Bernard had certainly not been in evidence at Belle Ombre, or Mme. Annette would have mentioned him.
They went to bed early. Tom had unsuccessfully tried to persuade Heloise to cut away the silly strips of adhesive on the back of his head, and she had even bought some lavender-colored French antiseptic with which she soaked the patch of bandage. She had rinsed his muffler out at the Ritz, and it had been dry by morning. Just before midnight, their telephone rang. Reeves said that a friend would bring him what he needed tomorrow night Monday on Lufthansa flight 311 due at Orly at 12:15 a.m.
“And his name?” Tom asked.
“It’s a woman. Gerda Schneider. She knows what you look like.”
“Okay,” Tom said, quite pleased with the service in view of the fact Reeves hadn’t yet received his photographs. “Want to come with me tomorrow night to Orly?” Tom asked Heloise when he had hung up.
“I will drive you. I want to know if you are safe.”
Tom told her that the station wagon was at the Melun station. She perhaps could get André, a gardener they sometimes used, to go with her to fetch it.
They decided to stay another night at the Ambassadeur, in case there was any hitch about the passport on Monday night. Tom thought of catching a night flight to Greece in the small hours of Tuesday, but this couldn’t be determined until he had the passport in hand. There was also the matter of acquainting himself with the signature on the passport.
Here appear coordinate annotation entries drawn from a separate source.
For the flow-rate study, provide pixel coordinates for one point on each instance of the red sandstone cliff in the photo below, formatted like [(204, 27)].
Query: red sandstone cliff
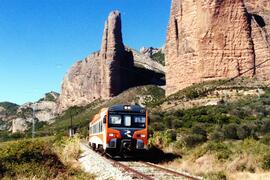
[(110, 71), (208, 40)]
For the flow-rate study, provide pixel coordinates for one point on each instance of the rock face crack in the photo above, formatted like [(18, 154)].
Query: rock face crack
[(209, 40), (110, 71)]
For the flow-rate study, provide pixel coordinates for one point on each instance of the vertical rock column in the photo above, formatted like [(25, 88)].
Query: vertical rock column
[(112, 56), (207, 40)]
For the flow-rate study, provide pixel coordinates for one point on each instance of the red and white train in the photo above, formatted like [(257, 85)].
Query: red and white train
[(119, 130)]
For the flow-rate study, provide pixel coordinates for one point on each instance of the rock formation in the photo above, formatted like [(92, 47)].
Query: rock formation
[(209, 40), (110, 71), (17, 118), (150, 51)]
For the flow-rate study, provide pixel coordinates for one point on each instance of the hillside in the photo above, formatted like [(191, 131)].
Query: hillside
[(15, 118)]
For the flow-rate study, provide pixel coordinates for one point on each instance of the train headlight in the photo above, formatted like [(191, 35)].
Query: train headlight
[(127, 107), (141, 135), (111, 135), (139, 144), (112, 143)]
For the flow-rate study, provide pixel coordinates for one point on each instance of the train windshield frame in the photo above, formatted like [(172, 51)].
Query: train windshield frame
[(127, 120)]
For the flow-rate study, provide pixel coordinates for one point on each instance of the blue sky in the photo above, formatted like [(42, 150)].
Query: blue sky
[(41, 39)]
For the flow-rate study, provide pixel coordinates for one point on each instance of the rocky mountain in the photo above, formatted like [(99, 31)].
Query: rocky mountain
[(209, 40), (150, 51), (17, 118), (110, 71)]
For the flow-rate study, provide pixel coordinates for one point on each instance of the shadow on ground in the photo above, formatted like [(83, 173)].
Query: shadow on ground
[(153, 155)]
All this, he realized, to save Bernard’s life. Tom wished he could share his thoughts, his feelings, with Heloise, but he was afraid he could not make her understand. Would she understand if she knew about the forgeries? Yes, she might, intellectually, if he could use such a word. But Heloise would say, “Why is it all on your shoulders? Can’t Jeff and Ed look for their friend—their breadwinner?” Tom did not begin the story to her. It was best to be alone, stripped for action, in a sense. Stripped of sympathy, even of tender thoughts from home.